Childhood & Family Origins
I was born in 1938 in a small terraced house on Splott Road in Cardiff, the year before the war began, and I have only ever known the world to be a place that had to be rebuilt. My father, Thomas, worked the docks. He left the house before I was awake and came home when the lamps were lit, smelling of coal and sea salt, and he would lift me onto his lap and ask me, in his careful Welsh lilt, what I had learned that day. My mother, Eileen, baked bread every Friday so that the whole street knew it was Friday. I can still feel the warmth of the loaves on the table, and the way she would let me press my thumb into the soft top of one before it went into the oven. I had two sisters and a brother, and we all shared one bedroom, two to a bed, and the sound of the Taff river at night was the sound of my childhood, low and steady and always there. Summer days on Splott Road seemed to last forever. We kicked a ball made of rags against the gable end of the house, we played hopscotch in chalk on the pavement, we ran after the ice-cream van like small animals, and we did not see a television until I was nearly ten. The street was a community in a way that is hard to describe to people today — neighbours' doors were always open, and the aunts next door kept a closer eye on us than our own mother did, and our own mother kept a closer eye on them. We were poor, of course. Everyone was poor, in those days, in that street. But the door was open, and there was always a cup of tea, and that, I think, was a kind of wealth.
Love & Relationships
I met my husband, David, at a dance at the Rialto Ballroom in 1959. I was wearing my mother's blue dress, taken in at the waist with safety pins, and I was so nervous I hardly spoke all evening. He asked me to dance twice. I said no the first time, out of pure shyness, and I have always been glad I did, because it gave him the chance to ask again, and that, I think, is what love often is — a second chance. We were married the following spring, in 1961, at St. Mary's Church, and the reception was held in the church hall with sandwiches and a small cake my mother had iced herself. We had fifty-four years together, which is a long time by any measure, and a miracle by the measure of those years. People think love has to be dramatic to be real. It is not. Sometimes it is just someone making you a cup of tea before you have asked for one, and leaving it on the table beside you without a word, and you know, in that small gesture, that you are not alone in the world. That is what David did, every morning, for fifty-four years. We had our disagreements, of course. We had the kind of disagreements that come from sharing a small life in a small house for a long time. But we had our habit, too, on the worst evenings, of sitting in the kitchen with a cup of tea between us, and just being there, and somehow that was always enough. He died in 2013, on a Tuesday, with my hand in his. I have not danced since.
Career & Life's Work
I became a primary school teacher in 1961, at Roath Park Primary, the same year I was married, and I taught for thirty-seven years. I taught in almost every year group, but I was happiest with the older children, the ones who were just beginning to understand the world as a place with words in it. There was a boy in my class, Owen, who could not read at eight. He sat at the back and coloured in the margins of his books and refused, politely but absolutely, to look at the words. I sat with him, after school, three afternoons a week, for a year, and I never raised my voice, and I never gave up, and by the time he left my class he was reading novels. I heard from him, twenty years later. He had become a librarian. He sent me a copy of his favourite book, with a dedication I keep on the mantelpiece. I have letters like that from dozens of children, some of them now grandparents themselves. There is no prouder thing, in this life, than to know that you were useful. The work was exhausting, and I was paid almost nothing, and I came home most evenings too tired to cook, and there were years I wondered if I had done any good at all. But the letters, the photographs of grown men and women with their own children in their arms, those tell me something different. They tell me I was there, and that being there was enough. I retired in 1998, and for the first month I did not know what to do with the silence. Then I learned to love it, slowly, and to fill it with the people I loved.
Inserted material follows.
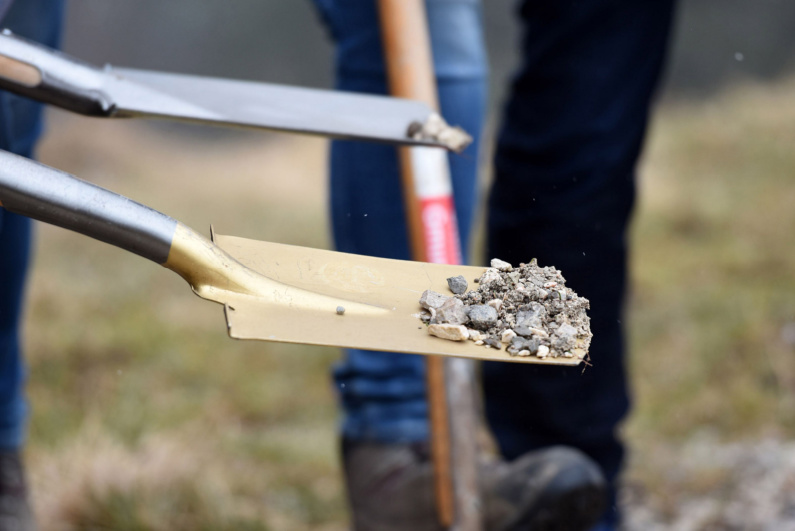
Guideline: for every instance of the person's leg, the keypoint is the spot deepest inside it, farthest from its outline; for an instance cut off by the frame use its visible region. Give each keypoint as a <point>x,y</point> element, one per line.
<point>383,395</point>
<point>20,127</point>
<point>563,192</point>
Wisdom & Advice for the Future
I have grandchildren now, four of them, and I think of them often, and I worry for them, the way all grandparents worry, because the world they are growing into is not the world I grew up in. But if I could leave them with a few small things, they would be these. Write letters, not texts. A letter is a thing someone can hold, and put in a drawer, and take out on a hard day, and that is worth more than a thousand messages. Most arguments, in this life, are not about the thing you are arguing about. They are about fear — yours, or theirs. When you remember that, it becomes easier to be gentle. A good life is not built from grand gestures. It is built from small ordinary days, done with care. A cup of tea made for someone. A door held open. A telephone call to a friend you have not spoken to in too long. I hope you find someone who makes you laugh. I hope you keep that person. I am proud of you, even for things you have not done yet. I am proud of you for who you are becoming, which is, I think, a great deal. Take a long walk, often, with no destination in mind. Read books, in your hands, with the weight of them in your lap. Be kind to the people who serve you, in shops and cafés, because the world is held together by their patience, and they are doing their best. And when you are old, like me, sit sometimes and remember the people who are gone, and be glad, be very glad, that you knew them.